Like most rural areas around the world, citizens of countryside towns and villages in Japan tend to have a long history with their community. Moving into an “everybody knows everybody” sphere can be intimidating, but a little bit of effort goes a long way. One piece of advice is to introduce yourself to your neighbors. Often times this is all that it takes to break the ice and allow the free flow of conversation.

Come harvest season, it’s common to share fruits and vegetables with those around you so do not be alarmed if you come home to a doormat covered in produce.

4. A Local Celebrity

Piggybacking off of the last point, the likelihood of you being one of few, or perhaps the only, non-native Japanese resident is highly likely in rural Japan. This will make you somewhat of a local celebrity, which has its own set of pros and cons. The perks of being a local celebrity are that you will most likely run into someone that knows you wherever you go. Trips to the grocery store or neighborhood bar can turn into an exciting catch-up session with your landlord or coworker. Local festivals have another level of excitement when you’re invited to help with the festivities.

The downside of all this is that because you’re a bit of a novelty, all eyes are on you. If you aren’t kind to your neighbors or fail to follow community rules, the chances of you being ostracized are high. To avoid being the “infamous foreigner”, be sure to follow your neighborhood and town rules. Most of all, be kind and friendly to your neighbors. Word travels quickly in small communities!

5. Your Own World

Japan is a volcanic island, resulting in mountainous terrain that is difficult to navigate around. Building a transportation system around these craggy grounds is both time-consuming and expensive, resulting in little to no public transportation.

If you are lucky enough to have a train station in your town, it’s not uncommon for trains to come only once every hour and ending their route before 10 pm. With Japan having the most punctual train systems in the world this may be hard to believe, but fewer and fewer people are living in the countryside of Japan, decreasing the demand for such services. Instead, you will find that having a car can be very helpful or even in some cases, unavoidable.

As mentioned before, rural towns tend to have tight communities. Becoming a part of it takes time! Until then, you may experience a sense of loneliness or misplacement. It’s very easy, and common, to get homesick while living in a community where everyone seems to be with family. Whether it’s from physical isolation or a sense of displacement in the community, many ex-pats experience a sense of isolation. However, with time and patience, things become more familiar and “home” like.

6. Language and Cultural Exchange

Living in a predominantly Japanese environment is a great way to become familiar with the Japanese language and culture. On the flip side, there are plenty of Japanese people who would love to learn more about your home country and language.

Being asked to teach short English lessons or partake in a “culture swap” is very common in rural areas where English language schools are sparse.

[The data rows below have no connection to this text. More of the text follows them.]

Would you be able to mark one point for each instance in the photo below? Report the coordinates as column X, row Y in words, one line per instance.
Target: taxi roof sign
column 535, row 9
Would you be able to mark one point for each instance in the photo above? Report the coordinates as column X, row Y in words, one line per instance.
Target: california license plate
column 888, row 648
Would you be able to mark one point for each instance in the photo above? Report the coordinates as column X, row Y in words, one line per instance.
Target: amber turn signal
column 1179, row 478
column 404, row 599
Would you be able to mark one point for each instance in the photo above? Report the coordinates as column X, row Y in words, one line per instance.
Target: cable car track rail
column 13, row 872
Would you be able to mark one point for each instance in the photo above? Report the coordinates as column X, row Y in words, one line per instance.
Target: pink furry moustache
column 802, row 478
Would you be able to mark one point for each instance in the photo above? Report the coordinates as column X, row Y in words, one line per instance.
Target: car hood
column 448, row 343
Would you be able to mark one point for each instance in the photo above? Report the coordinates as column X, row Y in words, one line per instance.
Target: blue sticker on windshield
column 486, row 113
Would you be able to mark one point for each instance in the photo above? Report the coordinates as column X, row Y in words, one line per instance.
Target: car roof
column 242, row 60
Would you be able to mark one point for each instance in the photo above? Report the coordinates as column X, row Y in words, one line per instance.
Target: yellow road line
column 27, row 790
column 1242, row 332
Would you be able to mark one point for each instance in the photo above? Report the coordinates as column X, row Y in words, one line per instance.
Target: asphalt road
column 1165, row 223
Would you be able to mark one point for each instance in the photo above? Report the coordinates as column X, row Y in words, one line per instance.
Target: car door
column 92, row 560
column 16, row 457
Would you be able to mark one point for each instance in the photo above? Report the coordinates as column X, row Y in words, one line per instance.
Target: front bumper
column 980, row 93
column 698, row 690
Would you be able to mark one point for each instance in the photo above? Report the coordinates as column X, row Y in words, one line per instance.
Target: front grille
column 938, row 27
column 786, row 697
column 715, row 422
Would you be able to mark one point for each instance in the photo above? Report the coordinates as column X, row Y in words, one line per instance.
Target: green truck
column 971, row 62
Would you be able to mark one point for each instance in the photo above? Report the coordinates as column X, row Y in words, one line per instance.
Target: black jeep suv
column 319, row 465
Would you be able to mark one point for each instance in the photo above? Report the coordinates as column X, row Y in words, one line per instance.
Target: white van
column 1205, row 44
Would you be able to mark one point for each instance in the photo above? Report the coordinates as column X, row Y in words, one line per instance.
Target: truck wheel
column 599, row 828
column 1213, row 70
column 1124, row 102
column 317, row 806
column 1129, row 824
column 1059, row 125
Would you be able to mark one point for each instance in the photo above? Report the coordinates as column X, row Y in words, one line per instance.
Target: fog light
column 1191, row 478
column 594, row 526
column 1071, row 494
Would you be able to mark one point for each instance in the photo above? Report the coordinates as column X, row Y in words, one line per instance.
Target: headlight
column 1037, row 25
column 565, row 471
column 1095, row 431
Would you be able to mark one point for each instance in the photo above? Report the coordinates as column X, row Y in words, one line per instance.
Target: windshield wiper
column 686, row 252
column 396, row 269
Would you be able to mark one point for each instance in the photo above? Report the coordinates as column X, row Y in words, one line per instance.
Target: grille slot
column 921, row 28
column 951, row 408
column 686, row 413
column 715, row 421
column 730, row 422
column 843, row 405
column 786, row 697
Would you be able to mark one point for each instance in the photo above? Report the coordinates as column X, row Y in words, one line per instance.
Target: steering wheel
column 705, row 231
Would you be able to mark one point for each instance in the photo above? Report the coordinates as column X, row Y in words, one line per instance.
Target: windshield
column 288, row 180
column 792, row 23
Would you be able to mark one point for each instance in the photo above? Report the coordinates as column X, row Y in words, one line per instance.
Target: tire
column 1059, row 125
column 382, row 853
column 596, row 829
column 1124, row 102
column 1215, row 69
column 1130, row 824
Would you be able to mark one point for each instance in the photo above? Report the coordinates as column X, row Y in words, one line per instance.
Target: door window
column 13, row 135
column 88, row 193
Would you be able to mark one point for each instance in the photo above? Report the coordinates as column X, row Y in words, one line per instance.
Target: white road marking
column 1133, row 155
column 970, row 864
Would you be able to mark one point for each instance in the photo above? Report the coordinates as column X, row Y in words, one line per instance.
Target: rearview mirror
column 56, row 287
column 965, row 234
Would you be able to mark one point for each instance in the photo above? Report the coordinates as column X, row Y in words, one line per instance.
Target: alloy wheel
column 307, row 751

These experiences lead to so many unexpected adventures and lessons that are unavailable in a busy city setting.

7. Access to Japan’s Natural Beauty

One point that is not discussed enough is the accessibility to nature. Japan has thousands of beautiful hiking trails of all levels which can be finished off with a visit to a local onsen, or hot spring. Animals unique to Japan, like the famous “snow monkeys”, can also be found lounging about in unexpected places.

In fact, many rural towns have an intercom system inside homes to warn citizens if a bear or wild boar has been spotted! In the countryside of Japan, you get to live inside of nature while being able to appreciate and familiarizing yourself with the animals and foliage.

One of a Kind Experience

You can read all of the articles online or listen to hundreds of personal testimonials, but no two Japanese country living experiences are the same. Deciding to move into a remote part of Japan is a courageous feat that comes with many obstacles, but it is an incredibly rewarding adventure.